Qu'est-ce qu'être attentif à un texte biblique ? Qu'est-ce que lire véritablement un texte, devrais-je dire ? La plupart du temps, en effet, nous ne lisons pas les textes bibliques. Nous savons à l'avance ce dont ils parlent. Soit cela nous convient – et alors nous nous bornons à dire ce que nous pensons qu'ils disent sans vraiment les lire. Soit cela ne nous convient pas – et nous nous contentons de souligner que le monde a changé et que ce qu'ils disent ne nous concerne plus. Mais nous ne les avons toujours pas lus. Et, ces textes-là, ceux qui ne nous plaisent plus, nous les laissons aux fondamentalistes dont nous pensons, comme eux d'ailleurs, qu'ils les lisent bien, mais seulement qu'ils ne les contextualisent pas assez. Ce en quoi nous nous trompons ! Ils ne les lisent pas plus que nous, car ils savent, eux aussi, avant de les lire, ce qu'ils contiennent : une certaine vision du monde, la leur, et non celle du texte lui-même.
Il s'agit ici de se laisser éprouver par le texte biblique sans essayer d'en adoucir les aspérités, de le lire au pied de la lettre, c'est-à-dire de façon littérale. Pour autant il ne s'agit pas de « prendre » le texte au pied de la lettre comme on se « saisit » de quelque chose, mais de se « mettre » humblement au pied de chacune de ses lettres, devant chacun de ses mots, chacune de ses phrases, pour entendre ce qui s'y exprime et qui est toujours autre que ce qu'on y cherche. Lire, c'est en quelque sorte laisser résonner en soi les lettres, les mots, les signifiants du texte biblique pour que, de cette résonance, naisse bien sûr une signification possible qui tienne compte du contexte d'énonciation, mais aussi qui ait un effet de sens pour le lecteur, une signifiance. Oui, la Bonne Nouvelle est au pied de la lettre du texte biblique, pour autant que l'on se soit mis humblement, très bas, agenouillé en quelque sorte devant elle, comme le font les talmudistes devant les lettres de la Torah, en espérant de l'Esprit qu'il la vivifie, sans quoi, non seulement elle reste lettre morte, mais elle peut également « tuer » (2 Co 3, 6)1.
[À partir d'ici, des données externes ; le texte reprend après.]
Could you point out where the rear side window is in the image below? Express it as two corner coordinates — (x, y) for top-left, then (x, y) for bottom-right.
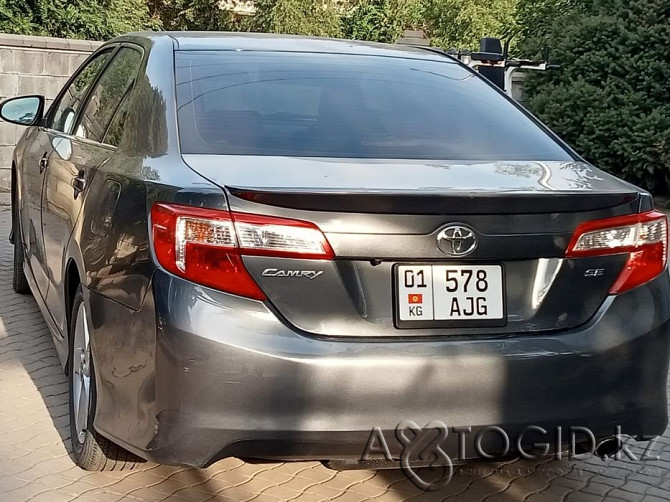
(50, 49), (112, 134)
(75, 47), (142, 145)
(176, 51), (572, 161)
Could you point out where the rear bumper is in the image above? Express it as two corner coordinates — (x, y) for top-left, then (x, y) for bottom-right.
(96, 271), (670, 466)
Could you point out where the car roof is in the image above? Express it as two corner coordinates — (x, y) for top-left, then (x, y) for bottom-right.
(120, 31), (456, 62)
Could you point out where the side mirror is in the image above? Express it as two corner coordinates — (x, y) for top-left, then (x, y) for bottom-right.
(0, 95), (44, 126)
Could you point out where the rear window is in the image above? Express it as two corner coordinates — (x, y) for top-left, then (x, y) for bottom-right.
(176, 51), (572, 160)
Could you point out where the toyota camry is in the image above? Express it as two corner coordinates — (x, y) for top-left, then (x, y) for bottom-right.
(0, 32), (670, 470)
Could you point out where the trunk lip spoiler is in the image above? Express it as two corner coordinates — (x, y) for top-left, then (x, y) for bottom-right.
(226, 185), (641, 215)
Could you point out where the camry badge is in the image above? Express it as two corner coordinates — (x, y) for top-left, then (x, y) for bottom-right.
(437, 225), (477, 257)
(261, 268), (323, 281)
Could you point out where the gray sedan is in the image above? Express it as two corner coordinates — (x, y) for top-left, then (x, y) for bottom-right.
(0, 33), (670, 470)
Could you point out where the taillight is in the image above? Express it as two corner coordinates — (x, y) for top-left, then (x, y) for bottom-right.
(566, 211), (668, 294)
(151, 203), (334, 300)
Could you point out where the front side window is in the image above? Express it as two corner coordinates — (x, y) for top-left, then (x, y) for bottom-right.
(49, 49), (112, 134)
(176, 51), (572, 161)
(75, 47), (142, 145)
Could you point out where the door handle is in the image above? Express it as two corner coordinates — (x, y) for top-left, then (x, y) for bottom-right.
(72, 169), (86, 199)
(40, 152), (49, 174)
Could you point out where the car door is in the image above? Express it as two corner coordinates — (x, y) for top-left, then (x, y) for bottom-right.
(21, 47), (113, 304)
(42, 44), (142, 330)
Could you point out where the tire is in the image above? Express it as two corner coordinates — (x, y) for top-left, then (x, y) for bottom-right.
(12, 206), (30, 295)
(68, 285), (144, 471)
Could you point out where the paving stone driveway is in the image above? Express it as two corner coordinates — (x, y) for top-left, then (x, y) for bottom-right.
(0, 198), (670, 502)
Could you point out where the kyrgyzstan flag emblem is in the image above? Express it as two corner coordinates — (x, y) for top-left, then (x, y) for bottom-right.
(407, 293), (423, 304)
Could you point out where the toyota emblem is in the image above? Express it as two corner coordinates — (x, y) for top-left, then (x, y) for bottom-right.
(437, 225), (477, 258)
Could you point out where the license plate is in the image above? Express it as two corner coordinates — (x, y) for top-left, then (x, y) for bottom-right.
(394, 265), (506, 327)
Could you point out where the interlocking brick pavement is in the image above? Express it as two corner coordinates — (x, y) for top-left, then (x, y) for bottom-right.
(0, 205), (670, 502)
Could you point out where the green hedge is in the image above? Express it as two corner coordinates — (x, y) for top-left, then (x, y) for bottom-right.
(521, 0), (670, 194)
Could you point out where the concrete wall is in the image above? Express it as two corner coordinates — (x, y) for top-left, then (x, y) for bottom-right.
(0, 33), (100, 191)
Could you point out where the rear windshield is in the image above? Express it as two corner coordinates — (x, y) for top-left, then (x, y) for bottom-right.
(176, 51), (572, 160)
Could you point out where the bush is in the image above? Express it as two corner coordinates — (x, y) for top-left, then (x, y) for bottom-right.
(521, 0), (670, 194)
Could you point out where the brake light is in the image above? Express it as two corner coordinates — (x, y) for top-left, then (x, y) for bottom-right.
(151, 203), (334, 300)
(566, 211), (668, 294)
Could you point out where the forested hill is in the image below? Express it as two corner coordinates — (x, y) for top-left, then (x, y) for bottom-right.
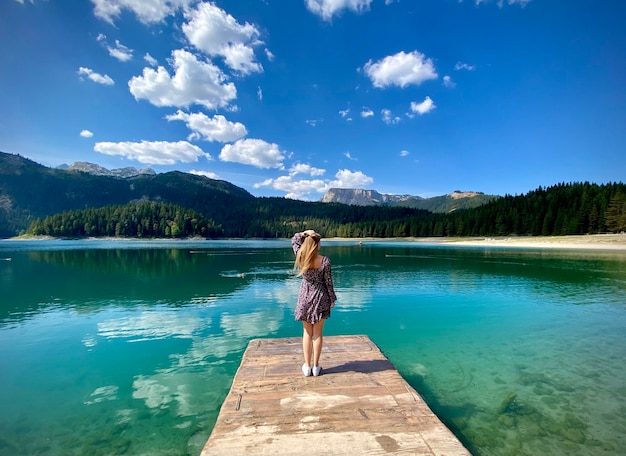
(0, 153), (626, 238)
(420, 182), (626, 236)
(0, 152), (254, 237)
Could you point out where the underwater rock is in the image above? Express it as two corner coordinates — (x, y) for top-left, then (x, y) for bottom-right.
(498, 392), (519, 415)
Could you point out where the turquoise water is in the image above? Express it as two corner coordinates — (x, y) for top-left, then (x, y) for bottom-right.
(0, 241), (626, 456)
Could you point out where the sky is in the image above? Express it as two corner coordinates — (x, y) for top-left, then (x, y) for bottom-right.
(0, 0), (626, 201)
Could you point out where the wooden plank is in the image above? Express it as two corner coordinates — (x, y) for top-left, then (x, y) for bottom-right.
(201, 336), (470, 456)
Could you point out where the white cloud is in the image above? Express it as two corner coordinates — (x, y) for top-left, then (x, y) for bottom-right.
(305, 0), (372, 21)
(289, 163), (326, 176)
(165, 110), (248, 143)
(411, 97), (437, 115)
(363, 51), (437, 88)
(254, 176), (329, 200)
(128, 49), (237, 109)
(189, 169), (221, 180)
(454, 62), (476, 71)
(93, 141), (211, 165)
(78, 67), (115, 85)
(143, 52), (159, 66)
(476, 0), (531, 8)
(443, 75), (456, 88)
(254, 169), (374, 200)
(219, 139), (285, 168)
(329, 169), (374, 188)
(91, 0), (196, 24)
(107, 40), (133, 62)
(183, 3), (263, 74)
(380, 109), (400, 125)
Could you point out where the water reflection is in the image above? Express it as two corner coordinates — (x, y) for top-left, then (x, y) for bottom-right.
(0, 241), (626, 455)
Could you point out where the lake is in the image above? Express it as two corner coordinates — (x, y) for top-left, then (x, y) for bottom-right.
(0, 240), (626, 456)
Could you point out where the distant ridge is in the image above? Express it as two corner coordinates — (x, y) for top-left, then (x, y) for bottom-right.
(57, 162), (156, 179)
(321, 188), (499, 213)
(0, 152), (254, 238)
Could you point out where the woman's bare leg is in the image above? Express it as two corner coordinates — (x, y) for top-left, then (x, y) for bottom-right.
(311, 320), (326, 366)
(302, 321), (314, 366)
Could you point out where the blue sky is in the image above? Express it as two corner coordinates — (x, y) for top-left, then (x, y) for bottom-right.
(0, 0), (626, 201)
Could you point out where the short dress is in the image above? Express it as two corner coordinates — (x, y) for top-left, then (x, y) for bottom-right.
(291, 233), (337, 324)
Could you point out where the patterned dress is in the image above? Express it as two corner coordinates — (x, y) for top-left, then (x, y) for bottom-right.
(291, 233), (337, 324)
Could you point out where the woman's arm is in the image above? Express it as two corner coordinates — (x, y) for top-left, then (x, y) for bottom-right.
(324, 259), (337, 307)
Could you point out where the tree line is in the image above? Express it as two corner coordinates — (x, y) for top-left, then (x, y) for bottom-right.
(28, 182), (626, 238)
(27, 202), (223, 238)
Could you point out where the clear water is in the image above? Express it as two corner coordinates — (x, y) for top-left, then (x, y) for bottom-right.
(0, 241), (626, 456)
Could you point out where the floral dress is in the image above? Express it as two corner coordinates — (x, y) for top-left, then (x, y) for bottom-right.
(291, 233), (337, 324)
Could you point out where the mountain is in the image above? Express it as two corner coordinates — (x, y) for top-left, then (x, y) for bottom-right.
(321, 188), (499, 213)
(0, 152), (254, 237)
(62, 162), (156, 179)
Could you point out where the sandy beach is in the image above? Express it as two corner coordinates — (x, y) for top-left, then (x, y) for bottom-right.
(4, 233), (626, 251)
(416, 234), (626, 251)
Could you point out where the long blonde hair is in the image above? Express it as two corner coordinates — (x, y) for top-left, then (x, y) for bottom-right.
(294, 233), (322, 276)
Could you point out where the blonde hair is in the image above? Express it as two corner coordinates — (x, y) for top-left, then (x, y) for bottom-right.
(294, 233), (322, 276)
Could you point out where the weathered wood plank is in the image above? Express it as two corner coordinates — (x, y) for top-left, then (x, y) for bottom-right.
(201, 336), (470, 456)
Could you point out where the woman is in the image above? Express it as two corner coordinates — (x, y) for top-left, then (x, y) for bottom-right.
(291, 230), (337, 377)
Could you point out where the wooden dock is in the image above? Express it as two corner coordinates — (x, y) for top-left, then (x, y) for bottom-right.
(201, 336), (470, 456)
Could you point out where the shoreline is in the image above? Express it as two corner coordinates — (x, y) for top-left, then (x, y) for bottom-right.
(2, 233), (626, 251)
(328, 234), (626, 251)
(408, 234), (626, 251)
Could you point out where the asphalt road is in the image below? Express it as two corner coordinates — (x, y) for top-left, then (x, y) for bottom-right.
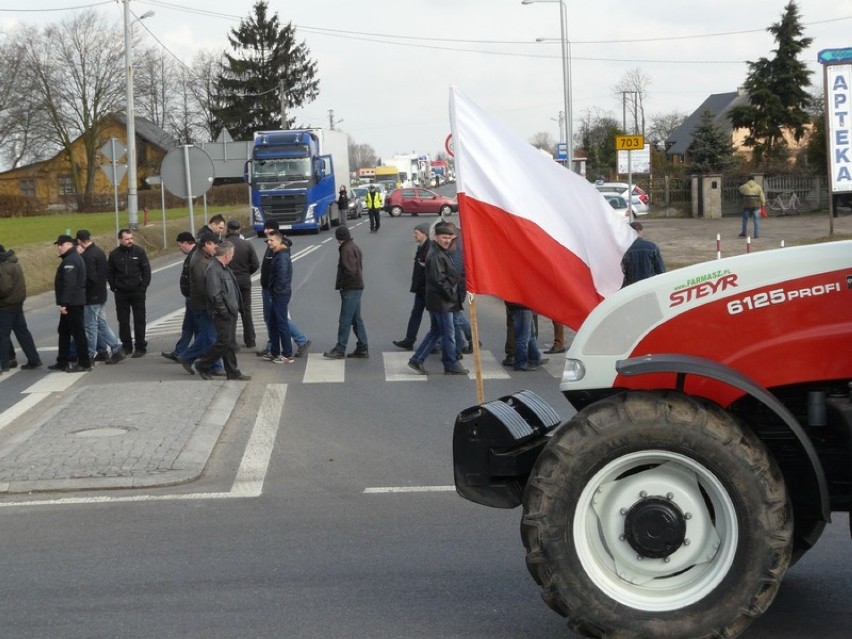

Lire ou écouter un texte biblique, surtout si nous le connaissons déjà, consiste ainsi à être attentifs aux détails, ceux auxquels nous ne prêtons habituellement pas attention ou encore ceux qui nous dérangent, et sur lesquels nous avons tendance à passer un peu rapidement parce qu'ils nous obligent à interroger notre lecture habituelle. Or, dans tout texte, et en particulier dans le texte biblique, se trouvent des détails de cet ordre. Ma conviction est que le Dieu présent dans ces textes, le Dieu de Jésus en quelque sorte, ne se laisse enclore dans aucun dogme, aucune Église, aucune idéologie, aucune théologie. Pour tenter de le montrer, j'ai choisi un texte de l'évangile de Matthieu, au chapitre 25.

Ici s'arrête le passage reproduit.